The caucus ouster means Maddock will no longer be able to meet with House Republicans behind closed doors to discuss legislative and session strategy ahead of floor votes. He is not expected to lose committee assignments, according to a source.

    It's a rare development in the Michigan Legislature. House Republicans last removed a lawmaker, state Rep. Larry Inman of Williamsburg, from their caucus in 2019 after he was accused of bribery, extortion and lying to an FBI agent, charges he ultimately beat. 

    Maddock and GOP leadership had been at odds for months, according to a source with first-hand knowledge, who said tensions have escalated since Maddock criticized Wentworth in a speech to students at Hillsdale College. 

    In a Facebook post last month, Maddock's wife discussed his fundraising efforts and touted a company owned by a candidate primary challenging incumbent GOP state Rep. Andrew Fink of Adams Township. 

    Last weekend, Maddock sent out a fundraising email for Bricker and other candidates. 
    As of Wednesday morning, Maddock had not publicly addressed his caucus ouster or responded to media inquiries. On Facebook, he posted and then defended a quote misattributed to Mahatma Gandhi: “First they ignore you, then they laugh at you, then they fight you, then you win.”

    Speaking with Bridge Michigan at a recent Trump rally in Macomb County, Maddock said he was confident he would get enough support from colleagues to become the next House Speaker — provided Republicans retain their majority after fall elections. 

    "Let's concentrate on winning the majority first, before we talk about the next House Speaker," he said. 

    Trump in November backed Maddock's bid to be the next House GOP leader.

    "I am with you all the way," the former president wrote in a note to the second-term lawmaker. "Also, you have a great wife."

    In an endorsement statement, Trump said Maddock could help “drain the Lansing swamp” and “investigate and document the 2020 voter fraud, the Crime of the Century.”
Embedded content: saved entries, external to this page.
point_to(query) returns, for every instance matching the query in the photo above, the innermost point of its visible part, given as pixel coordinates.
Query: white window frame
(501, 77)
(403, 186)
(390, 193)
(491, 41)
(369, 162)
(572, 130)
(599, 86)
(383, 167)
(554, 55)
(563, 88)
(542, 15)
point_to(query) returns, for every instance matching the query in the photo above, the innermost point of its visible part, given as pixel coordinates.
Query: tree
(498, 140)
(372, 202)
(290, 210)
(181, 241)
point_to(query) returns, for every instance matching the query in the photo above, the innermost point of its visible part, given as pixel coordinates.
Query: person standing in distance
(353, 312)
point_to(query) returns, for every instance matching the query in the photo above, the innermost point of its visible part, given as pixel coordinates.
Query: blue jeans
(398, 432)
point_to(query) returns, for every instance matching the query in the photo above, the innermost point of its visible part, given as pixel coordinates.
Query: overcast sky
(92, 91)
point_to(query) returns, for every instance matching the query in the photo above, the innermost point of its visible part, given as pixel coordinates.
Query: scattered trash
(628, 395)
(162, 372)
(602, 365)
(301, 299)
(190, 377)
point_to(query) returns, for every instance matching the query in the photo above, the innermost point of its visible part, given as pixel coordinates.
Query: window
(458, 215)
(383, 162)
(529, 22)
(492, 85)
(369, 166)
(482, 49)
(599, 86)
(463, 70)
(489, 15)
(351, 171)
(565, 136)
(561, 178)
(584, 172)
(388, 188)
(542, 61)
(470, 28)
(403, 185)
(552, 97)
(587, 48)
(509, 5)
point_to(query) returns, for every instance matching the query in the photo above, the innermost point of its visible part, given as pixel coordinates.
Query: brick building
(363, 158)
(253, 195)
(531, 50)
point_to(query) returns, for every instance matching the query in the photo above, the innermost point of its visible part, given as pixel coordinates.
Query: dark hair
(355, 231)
    Numerous audits and an investigation by Senate Republicans have concluded there was no widespread fraud in 2020 and upheld President Joe Biden’s victory in Michigan.
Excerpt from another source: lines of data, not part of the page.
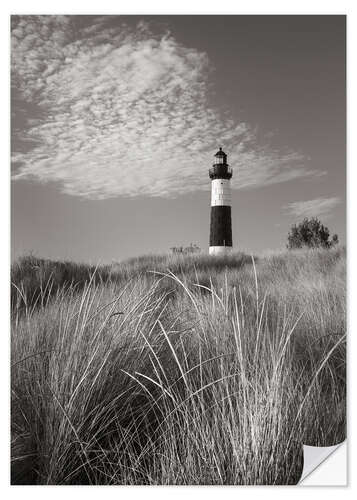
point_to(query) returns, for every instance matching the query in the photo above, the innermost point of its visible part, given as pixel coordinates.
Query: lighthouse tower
(220, 240)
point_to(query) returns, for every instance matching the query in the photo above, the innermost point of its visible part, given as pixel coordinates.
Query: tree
(310, 233)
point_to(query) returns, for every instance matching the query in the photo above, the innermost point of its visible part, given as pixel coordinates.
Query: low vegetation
(176, 369)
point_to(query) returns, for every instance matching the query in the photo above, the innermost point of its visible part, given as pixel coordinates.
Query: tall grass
(205, 371)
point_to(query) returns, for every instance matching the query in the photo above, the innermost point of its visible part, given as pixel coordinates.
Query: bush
(310, 233)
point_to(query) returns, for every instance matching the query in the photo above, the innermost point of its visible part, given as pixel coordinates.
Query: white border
(179, 7)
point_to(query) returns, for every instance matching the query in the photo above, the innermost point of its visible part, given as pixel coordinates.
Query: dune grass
(176, 370)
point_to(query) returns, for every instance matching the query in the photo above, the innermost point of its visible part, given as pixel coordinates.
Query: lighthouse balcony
(220, 172)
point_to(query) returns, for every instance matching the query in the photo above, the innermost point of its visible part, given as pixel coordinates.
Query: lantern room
(220, 158)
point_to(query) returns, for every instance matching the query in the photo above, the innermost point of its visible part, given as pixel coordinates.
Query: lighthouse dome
(220, 158)
(220, 153)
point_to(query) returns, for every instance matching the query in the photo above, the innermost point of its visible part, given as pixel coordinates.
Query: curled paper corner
(315, 456)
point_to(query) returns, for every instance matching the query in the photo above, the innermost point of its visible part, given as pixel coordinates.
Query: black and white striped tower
(220, 240)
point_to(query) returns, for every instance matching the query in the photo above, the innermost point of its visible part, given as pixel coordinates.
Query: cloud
(319, 207)
(110, 111)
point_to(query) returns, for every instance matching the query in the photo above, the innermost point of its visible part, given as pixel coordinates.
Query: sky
(115, 121)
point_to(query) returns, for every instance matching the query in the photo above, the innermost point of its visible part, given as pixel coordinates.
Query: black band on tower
(221, 226)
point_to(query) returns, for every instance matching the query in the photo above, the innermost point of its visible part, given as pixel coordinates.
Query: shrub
(310, 233)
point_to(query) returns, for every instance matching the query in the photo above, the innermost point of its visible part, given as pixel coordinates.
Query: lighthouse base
(220, 250)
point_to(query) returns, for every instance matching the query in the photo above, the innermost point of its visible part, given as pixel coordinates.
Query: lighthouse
(220, 240)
    Maddock and his wife assisted in Trump's efforts to overturn his 2020 election loss in December of that year, when they unsuccessfully tried to seat an "alternative slate" of electors who were denied entry to the Michigan Capitol.

    Maddock later spearheaded a letter asking then-Vice President Mike Pence to not to certify the official Michigan electors pledged to Biden, who won the state by 154,188 votes.

    Maddock also has attempted to impeach Democratic Gov. Gretchen Whitmer over her COVID-19 orders.